Metamath Proof Explorer

Theorem rngohomf

Description: A ring homomorphism is a function. (Contributed by Jeff Madsen, 19-Jun-2010)

Ref Expression
Hypotheses rnghomf.1 
|- G = ( 1st ` R )
rnghomf.2 
|- X = ran G
rnghomf.3 
|- J = ( 1st ` S )
rnghomf.4 
|- Y = ran J
Assertion rngohomf 
|- ( ( R e. RingOps /\ S e.
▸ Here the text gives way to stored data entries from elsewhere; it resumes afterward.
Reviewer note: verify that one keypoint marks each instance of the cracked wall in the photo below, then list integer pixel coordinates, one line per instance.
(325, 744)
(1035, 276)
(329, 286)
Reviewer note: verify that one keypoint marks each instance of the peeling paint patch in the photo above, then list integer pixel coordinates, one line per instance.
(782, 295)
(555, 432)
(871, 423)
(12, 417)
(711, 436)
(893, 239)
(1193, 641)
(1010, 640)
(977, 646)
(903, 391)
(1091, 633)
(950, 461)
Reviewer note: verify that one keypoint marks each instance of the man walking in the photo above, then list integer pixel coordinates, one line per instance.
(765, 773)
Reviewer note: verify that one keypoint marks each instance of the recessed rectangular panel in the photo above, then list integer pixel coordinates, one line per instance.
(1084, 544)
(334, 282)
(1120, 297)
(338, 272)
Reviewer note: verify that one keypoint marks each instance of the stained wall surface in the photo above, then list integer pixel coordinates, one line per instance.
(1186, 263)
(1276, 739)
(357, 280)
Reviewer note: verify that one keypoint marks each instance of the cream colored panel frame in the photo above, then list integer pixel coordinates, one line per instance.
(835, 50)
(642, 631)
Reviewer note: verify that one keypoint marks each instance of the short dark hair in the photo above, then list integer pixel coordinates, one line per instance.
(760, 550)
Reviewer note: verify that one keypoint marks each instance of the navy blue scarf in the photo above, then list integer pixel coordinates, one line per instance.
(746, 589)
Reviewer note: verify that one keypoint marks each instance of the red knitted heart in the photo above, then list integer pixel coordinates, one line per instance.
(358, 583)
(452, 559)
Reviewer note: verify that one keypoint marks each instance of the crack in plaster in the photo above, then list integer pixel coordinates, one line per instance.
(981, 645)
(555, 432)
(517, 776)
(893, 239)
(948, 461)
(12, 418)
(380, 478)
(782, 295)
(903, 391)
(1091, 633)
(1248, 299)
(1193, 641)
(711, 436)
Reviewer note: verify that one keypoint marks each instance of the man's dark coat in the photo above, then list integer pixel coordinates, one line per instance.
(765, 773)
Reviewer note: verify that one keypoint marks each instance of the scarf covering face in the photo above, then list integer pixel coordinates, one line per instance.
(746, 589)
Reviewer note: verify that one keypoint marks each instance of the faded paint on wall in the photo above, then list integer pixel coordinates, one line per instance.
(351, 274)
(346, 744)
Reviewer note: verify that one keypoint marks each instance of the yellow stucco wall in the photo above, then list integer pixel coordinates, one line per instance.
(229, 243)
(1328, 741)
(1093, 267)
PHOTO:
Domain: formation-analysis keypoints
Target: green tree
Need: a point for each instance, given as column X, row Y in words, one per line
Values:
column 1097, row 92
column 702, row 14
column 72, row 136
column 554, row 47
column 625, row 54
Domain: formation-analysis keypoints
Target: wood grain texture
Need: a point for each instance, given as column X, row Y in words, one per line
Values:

RingOps /\ F e. ( R RngHom S ) ) -> F : X --> Y )

Proof

Step Hyp Ref Expression
1 rnghomf.1 
 |-  G = ( 1st ` R )
2 rnghomf.2 
 |-  X = ran G
3 rnghomf.3 
 |-  J = ( 1st ` S )
4 rnghomf.4 
 |-  Y = ran J
5 eqid 
 |-  ( 2nd ` R ) = ( 2nd ` R )
6 eqid 
 |-  ( GId ` ( 2nd ` R ) ) = ( GId ` ( 2nd ` R ) )
7 eqid 
 |-  ( 2nd ` S ) = ( 2nd ` S )
8 eqid 
 |-  ( GId ` ( 2nd ` S ) ) = ( GId ` ( 2nd ` S ) )
9 1 5 2 6 3 7 4 8 isrngohom 
 |-  ( ( R e. RingOps /\ S e. RingOps ) -> ( F e. ( R RngHom S ) <-> ( F : X --> Y /\ ( F ` ( GId ` ( 2nd ` R ) ) ) = ( GId ` ( 2nd ` S ) ) /\ A. x e. X A. y e. X ( ( F ` ( x G y ) ) = ( ( F ` x ) J ( F ` y ) ) /\ ( F ` ( x ( 2nd ` R ) y ) ) = ( ( F ` x ) ( 2nd ` S ) ( F ` y ) ) ) ) ) )
10 9 biimpa 
 |-  ( ( ( R e. RingOps /\ S e. RingOps ) /\ F e. ( R RngHom S ) ) -> ( F : X --> Y /\ ( F ` ( GId ` ( 2nd ` R ) ) ) = ( GId ` ( 2nd ` S ) ) /\ A. x e. X A. y e. X ( ( F ` ( x G y ) ) = ( ( F ` x ) J ( F ` y ) ) /\ ( F ` ( x ( 2nd ` R ) y ) ) = ( ( F ` x ) ( 2nd ` S ) ( F ` y ) ) ) ) )
11 10 simp1d 
 |-  ( ( ( R e. RingOps /\ S e. RingOps ) /\ F e. ( R RngHom S ) ) -> F : X --> Y )
12 11 3impa 
 |-  ( ( R e. RingOps /\ S e. RingOps /\ F e. ( R RngHom S ) ) -> F : X --> Y )